While equidistance may not be achieved perfectly in practice, we do not need perfect equidistance for the logit margin to be a practical approximation of the exact feature margin. Computing the exact feature margin requires computing the minimum over (K-1) pairs of scaled logit differences, where $K$ is the number of classes. The approximation circumvents the computational overhead of the minimum search, which can take a second instead of just microseconds for inference. This difference can add up to hours at scale, offering scalability when dealing with a large number of classes. Table 1 in the attached PDF shows side-by-side the results when using the logit margin (Lm columns) and the exact feature margin (Fm columns). There is little to no difference between the two results.
Results for some ImageNet models in $\ell_\infty$ and $\ell_2$ -robust models in Robustbench (Table 2, attached PDF file) show that these models are also strongly margin consistent. However, we do not exclude that exceptions may exist.

Note that measuring the $\ell_\infty$ norm for an $\ell_\infty$ robust model makes more sense than measuring another norm like $\ell_2$ because an $\ell_\infty$ -robust model is not necessarily $\ell_2$ -robust and vice-versa. However, the measured input margins in the $\ell_2$ norm and $\ell_{\infty}$ norm for the models we investigated are highly correlated, so the results do not change if we measure $\ell_2$ instead. We provide results in the cases where $\ell_2$ norm matters (i.e., for $\ell_2$ -robust models, available only for CIFAR10 in Robustbench).

While we believe that margin consistency is far less attractive for standard models (for which almost all decisions are non-robust), we nonetheless provide Kendall $\tau$ correlations for a variety of standard models in the table below. Models can be margin-consistent without being robust and vice-versa. It is unclear at this point how we could leverage the margin consistency for non-robust models.
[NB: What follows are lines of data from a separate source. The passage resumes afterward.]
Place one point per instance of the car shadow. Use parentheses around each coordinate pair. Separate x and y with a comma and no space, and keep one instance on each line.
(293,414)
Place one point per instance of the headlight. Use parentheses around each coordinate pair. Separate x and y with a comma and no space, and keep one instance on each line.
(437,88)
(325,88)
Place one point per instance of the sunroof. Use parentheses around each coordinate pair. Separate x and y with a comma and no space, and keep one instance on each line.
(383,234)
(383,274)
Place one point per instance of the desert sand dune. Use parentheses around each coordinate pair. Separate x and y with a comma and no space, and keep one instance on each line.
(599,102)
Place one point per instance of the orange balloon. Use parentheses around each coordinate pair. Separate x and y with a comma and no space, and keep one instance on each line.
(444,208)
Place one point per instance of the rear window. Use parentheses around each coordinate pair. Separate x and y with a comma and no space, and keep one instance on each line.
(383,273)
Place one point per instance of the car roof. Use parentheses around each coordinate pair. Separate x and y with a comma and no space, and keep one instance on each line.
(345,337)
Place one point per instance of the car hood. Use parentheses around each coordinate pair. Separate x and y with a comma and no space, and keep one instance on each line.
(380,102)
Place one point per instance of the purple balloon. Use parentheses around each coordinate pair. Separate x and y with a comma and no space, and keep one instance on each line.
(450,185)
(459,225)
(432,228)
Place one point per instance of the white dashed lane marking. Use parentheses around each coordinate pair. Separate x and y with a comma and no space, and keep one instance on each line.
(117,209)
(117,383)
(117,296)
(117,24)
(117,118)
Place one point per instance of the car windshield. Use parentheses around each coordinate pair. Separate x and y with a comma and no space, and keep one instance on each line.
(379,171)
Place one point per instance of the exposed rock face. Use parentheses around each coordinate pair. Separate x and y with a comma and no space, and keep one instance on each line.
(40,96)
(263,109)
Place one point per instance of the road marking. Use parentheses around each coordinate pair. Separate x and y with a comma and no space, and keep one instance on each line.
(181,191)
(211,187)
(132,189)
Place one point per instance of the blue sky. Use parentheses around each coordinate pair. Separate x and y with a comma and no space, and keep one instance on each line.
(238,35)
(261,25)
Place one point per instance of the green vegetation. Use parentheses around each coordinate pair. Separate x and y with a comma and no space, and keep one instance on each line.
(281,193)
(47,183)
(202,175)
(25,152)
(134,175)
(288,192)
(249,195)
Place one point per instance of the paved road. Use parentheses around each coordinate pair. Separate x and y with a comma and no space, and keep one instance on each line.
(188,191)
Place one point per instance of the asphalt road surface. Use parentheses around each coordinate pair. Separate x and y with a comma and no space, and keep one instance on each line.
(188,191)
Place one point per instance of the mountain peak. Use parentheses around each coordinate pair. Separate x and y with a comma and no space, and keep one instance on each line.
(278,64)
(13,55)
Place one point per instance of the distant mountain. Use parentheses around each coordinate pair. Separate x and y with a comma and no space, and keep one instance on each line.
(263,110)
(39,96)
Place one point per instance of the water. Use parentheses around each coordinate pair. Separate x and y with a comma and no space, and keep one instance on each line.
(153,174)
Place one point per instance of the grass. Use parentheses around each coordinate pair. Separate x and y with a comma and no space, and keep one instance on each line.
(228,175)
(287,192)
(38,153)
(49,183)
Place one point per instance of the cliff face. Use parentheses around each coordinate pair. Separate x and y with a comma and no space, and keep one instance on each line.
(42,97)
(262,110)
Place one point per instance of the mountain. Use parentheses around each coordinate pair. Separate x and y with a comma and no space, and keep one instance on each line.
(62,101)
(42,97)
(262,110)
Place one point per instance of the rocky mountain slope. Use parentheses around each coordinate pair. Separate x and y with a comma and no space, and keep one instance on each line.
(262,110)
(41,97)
Model ID	Kendal tau	Accuracy	Architecture	Dataset
STD_M1	0.45	93.07	ResNet18	CIFAR10
STD_M2	0.69	92.60	ResNet20	CIFAR10
STD_M3	0.36	93.65	ResNet-50	CIFAR10
STD_M5 (Robustbench)	0.50	94.78	WideResNet-28-10	CIFAR10
STD_M6	0.75	72.63	ResNet-56	CIFAR100
STD_M7 (Robustbench)	0.70	76.52	ResNet-50	ImageNet

最终决定Accept (poster)

2024-09-25

The reviewers agree that the paper tackles an important problem with sound results. The authors introduce the idea of margin consistency of a classifier to connect the input-space margin and feature-space margin (or logit margin). A classifier is margin consistent if there is a monotonic increasing relationship between the input margin and logit margin. They show that margin consistency is a necessary and sufficient condition in order for the logit margin to be used as a score to detect (vulnerable) samples from "robust" samples.